Joaz Banbeck wrote:I'm rather disappointed in this one. And, no, not because I got voted off early. ( That's a chance you take when you join up. It is like walking onto a baseball field - if you are not willing to take a bouncer in the face, you shouldn't walk on. )
The rules of the game were substantially different than a normal game of go, and the majority of you never really explored this. You treated it almost like a normal game. You voted off guys because they were willing to go, not because you thought that it would help you win the game. Nobody but me explored the strategies of using voting to win the game.

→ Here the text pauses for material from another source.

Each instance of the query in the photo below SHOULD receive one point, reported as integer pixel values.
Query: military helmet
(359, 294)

Not correct, that's just what you read. I voted off those willing to go with that reason because they were on team White. Every vote made was political, and the last two votes were done in collusion with the rest of my "family". To begin with my moves were "even" moves, and as it went on I voted for progressively larger bad moves for White, and made sure that the team were all on the same page, so to speak. I believe Black won the mafia war, not the Go game, and it led to winning on the board also.
Joaz Banbeck wrote:My dissapointment was particularly acute near the end when it was obvious that white was doomed. At that point the only rational attempt by white players to win the game was to start voting for bad black moves. But nobody did. It was like watching a 29K play a ladder all the way across the board, one doomed move after another, with no attempt to understand what is going on or to change it.

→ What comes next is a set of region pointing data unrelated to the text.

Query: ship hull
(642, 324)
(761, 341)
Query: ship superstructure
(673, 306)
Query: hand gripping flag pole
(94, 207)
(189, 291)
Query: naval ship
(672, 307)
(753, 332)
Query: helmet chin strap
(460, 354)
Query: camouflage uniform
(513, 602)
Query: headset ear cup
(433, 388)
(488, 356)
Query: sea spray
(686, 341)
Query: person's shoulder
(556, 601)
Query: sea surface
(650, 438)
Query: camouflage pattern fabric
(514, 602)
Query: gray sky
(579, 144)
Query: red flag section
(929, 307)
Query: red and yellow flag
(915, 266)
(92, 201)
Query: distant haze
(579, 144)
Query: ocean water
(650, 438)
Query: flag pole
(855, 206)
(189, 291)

You remaining white players did not know if you were the majority or not. But you knew that you could not possibly win on the board with normal moves. Your only chance to win was to vote for a bad black move and hope that you had enough votes. And you didn't even try.

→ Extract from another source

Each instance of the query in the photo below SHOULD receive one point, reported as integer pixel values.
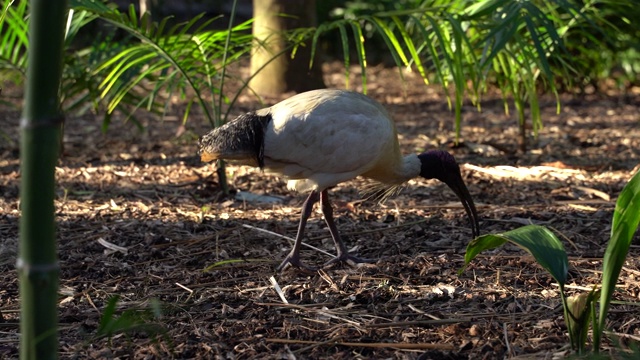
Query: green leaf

I can't comment on White, but this wasn't the case for Black.
Joaz Banbeck wrote:What is the point in playing a game like this if you are not going to try to win with all the tools that you have? Would you play chess but refuse to move your queen more than one space? Would you play basketball but never try a 3-pointer? Those used to be the rules: the queen moved one space, and a bucket was two points. But when new possibilities were added, people used them.